What If? 10th Anniversary Edition
What If? • Book 1
by Randall Munroe
Why You'll Love This
Randall Munroe answers questions no one should bother answering — with actual physics, actual math, and actual consequences that will make you laugh out loud.
- Great if you want: science that's rigorous and absurd in equal measure
- The experience: breezy and episodic — perfect for reading in short bursts
- The writing: Munroe's deadpan precision turns catastrophic scenarios into dry comedy
- Skip if: you want narrative — this is essays, not a book you follow
About This Book
What happens when you take the most absurd hypothetical questions imaginable — a baseball pitched at 90% the speed of light, a mole of moles, a robot apocalypse — and answer them with genuine scientific rigor? You get a book that somehow makes radiation physics and fluid dynamics feel like the funniest things you've ever encountered. Randall Munroe, creator of the webcomic xkcd, has built a reputation for treating ridiculous premises with complete seriousness, and that commitment is exactly what gives this collection its strange, addictive power. The stakes aren't emotional in any conventional sense — nobody's heart breaks here — but there's something genuinely thrilling about watching careful thinking collide with spectacular chaos.
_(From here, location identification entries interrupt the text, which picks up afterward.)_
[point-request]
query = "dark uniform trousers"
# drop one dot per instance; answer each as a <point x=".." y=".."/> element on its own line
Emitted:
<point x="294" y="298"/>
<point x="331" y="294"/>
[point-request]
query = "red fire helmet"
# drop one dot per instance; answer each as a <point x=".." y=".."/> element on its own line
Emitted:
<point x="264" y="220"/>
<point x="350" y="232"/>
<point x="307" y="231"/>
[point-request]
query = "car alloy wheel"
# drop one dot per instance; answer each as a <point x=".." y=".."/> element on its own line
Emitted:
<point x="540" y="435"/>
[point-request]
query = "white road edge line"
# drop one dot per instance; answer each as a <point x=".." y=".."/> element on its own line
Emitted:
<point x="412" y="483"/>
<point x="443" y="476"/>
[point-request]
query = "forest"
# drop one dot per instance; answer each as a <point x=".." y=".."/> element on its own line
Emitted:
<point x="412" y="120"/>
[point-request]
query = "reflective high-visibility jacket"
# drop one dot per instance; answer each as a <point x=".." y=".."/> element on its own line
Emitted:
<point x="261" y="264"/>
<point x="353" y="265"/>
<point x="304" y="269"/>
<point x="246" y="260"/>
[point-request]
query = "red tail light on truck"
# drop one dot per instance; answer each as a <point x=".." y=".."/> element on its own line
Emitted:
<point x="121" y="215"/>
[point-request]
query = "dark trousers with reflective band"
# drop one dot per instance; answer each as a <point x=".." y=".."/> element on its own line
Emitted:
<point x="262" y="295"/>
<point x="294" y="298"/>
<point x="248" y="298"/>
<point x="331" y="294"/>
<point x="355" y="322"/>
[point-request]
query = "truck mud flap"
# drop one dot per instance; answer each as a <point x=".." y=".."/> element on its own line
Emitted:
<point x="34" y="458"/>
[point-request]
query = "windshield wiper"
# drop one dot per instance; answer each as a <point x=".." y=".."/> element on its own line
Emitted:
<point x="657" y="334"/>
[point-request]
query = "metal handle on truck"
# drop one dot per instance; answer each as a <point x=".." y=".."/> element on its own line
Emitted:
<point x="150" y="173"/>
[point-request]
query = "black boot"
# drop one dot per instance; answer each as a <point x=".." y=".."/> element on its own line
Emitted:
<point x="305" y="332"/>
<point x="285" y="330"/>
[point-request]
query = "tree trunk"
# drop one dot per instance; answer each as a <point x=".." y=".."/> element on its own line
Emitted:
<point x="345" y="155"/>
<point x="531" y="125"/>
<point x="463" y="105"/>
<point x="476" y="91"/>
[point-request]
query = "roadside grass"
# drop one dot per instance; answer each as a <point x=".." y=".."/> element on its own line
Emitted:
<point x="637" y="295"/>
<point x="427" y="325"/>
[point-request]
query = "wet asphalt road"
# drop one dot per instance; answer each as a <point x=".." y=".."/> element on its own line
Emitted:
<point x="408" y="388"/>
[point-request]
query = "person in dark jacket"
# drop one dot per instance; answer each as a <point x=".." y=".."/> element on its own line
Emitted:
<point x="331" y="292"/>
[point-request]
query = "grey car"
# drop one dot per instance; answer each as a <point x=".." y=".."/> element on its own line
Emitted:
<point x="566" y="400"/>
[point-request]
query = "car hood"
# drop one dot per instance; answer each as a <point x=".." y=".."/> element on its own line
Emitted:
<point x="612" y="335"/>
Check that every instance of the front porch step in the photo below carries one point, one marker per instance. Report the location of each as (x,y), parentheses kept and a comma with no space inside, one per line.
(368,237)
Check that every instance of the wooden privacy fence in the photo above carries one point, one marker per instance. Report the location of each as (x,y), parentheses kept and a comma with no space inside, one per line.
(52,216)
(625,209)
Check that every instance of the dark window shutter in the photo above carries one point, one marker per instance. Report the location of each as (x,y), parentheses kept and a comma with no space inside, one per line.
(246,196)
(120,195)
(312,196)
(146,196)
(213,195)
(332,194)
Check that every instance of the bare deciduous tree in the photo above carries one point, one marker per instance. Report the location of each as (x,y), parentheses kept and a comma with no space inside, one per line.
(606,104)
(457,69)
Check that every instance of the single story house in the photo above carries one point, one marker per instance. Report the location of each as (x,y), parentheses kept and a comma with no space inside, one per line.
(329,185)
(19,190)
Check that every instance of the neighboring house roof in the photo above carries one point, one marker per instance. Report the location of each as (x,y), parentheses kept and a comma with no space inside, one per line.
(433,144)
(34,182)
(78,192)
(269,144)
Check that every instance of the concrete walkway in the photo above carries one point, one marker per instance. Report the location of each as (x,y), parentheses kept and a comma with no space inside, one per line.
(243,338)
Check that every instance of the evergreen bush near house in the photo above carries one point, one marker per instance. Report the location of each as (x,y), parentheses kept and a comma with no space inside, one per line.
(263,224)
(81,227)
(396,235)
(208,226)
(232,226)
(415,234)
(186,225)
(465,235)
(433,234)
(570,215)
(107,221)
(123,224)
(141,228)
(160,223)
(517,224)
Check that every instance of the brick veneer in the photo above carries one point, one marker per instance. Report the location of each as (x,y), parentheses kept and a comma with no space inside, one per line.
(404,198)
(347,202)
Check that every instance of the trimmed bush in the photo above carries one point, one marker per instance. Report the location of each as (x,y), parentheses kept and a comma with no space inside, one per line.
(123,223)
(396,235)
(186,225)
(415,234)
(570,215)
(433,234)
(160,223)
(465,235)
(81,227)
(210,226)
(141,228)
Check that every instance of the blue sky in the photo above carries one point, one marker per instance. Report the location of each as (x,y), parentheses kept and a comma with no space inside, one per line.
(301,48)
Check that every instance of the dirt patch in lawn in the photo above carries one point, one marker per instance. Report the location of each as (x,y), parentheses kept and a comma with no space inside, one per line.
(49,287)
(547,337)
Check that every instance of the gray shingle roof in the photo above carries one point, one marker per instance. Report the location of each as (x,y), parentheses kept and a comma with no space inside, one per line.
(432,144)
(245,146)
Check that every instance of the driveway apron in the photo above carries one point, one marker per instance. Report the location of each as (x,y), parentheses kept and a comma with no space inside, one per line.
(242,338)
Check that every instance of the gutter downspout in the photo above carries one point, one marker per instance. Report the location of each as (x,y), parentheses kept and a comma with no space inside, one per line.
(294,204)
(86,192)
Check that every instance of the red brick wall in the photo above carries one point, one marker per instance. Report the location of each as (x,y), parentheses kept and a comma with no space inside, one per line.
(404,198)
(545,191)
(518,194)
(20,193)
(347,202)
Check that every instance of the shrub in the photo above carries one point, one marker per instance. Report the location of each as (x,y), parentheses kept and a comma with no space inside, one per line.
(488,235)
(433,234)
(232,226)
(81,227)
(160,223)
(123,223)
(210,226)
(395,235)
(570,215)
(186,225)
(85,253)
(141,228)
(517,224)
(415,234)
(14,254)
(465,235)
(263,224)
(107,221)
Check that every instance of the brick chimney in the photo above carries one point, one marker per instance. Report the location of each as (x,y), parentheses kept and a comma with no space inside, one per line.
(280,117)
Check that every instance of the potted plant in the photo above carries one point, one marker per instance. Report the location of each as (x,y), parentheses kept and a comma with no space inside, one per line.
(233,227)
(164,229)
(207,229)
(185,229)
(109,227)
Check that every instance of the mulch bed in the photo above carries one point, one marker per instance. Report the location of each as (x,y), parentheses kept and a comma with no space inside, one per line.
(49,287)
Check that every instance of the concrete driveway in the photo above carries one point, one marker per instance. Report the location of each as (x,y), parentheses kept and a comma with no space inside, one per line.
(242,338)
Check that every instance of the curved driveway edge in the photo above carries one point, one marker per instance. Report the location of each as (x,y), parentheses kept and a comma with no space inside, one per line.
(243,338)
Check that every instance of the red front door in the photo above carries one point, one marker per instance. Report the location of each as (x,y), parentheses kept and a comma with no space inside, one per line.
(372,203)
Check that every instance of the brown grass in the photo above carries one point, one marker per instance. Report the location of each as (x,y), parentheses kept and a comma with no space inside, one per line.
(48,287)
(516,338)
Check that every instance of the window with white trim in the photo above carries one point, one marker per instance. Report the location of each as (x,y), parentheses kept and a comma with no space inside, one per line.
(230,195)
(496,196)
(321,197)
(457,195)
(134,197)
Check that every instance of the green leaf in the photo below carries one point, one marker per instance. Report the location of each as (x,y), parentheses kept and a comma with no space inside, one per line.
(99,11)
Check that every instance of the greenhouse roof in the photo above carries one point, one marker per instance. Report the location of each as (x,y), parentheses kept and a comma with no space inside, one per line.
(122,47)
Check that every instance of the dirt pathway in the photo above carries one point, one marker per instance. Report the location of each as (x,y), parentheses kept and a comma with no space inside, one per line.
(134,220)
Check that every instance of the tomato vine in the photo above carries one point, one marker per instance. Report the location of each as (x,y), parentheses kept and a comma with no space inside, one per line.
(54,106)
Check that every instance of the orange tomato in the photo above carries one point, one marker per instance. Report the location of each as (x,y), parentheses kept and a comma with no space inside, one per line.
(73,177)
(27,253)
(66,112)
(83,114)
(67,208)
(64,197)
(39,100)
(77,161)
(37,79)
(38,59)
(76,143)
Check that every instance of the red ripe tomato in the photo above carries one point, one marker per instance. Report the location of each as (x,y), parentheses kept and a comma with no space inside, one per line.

What makes reading this so satisfying is Munroe's voice: dry, precise, and deadpan in a way that earns its laughs through accuracy rather than exaggeration. His stick-figure illustrations aren't decoration — they're part of the argument, clarifying concepts that prose alone would struggle to land. The book moves between questions at a brisk pace, each self-contained enough to dip into anywhere, yet the cumulative effect is surprisingly coherent. This anniversary edition is a reminder that good science writing doesn't have to choose between being correct and being delightful.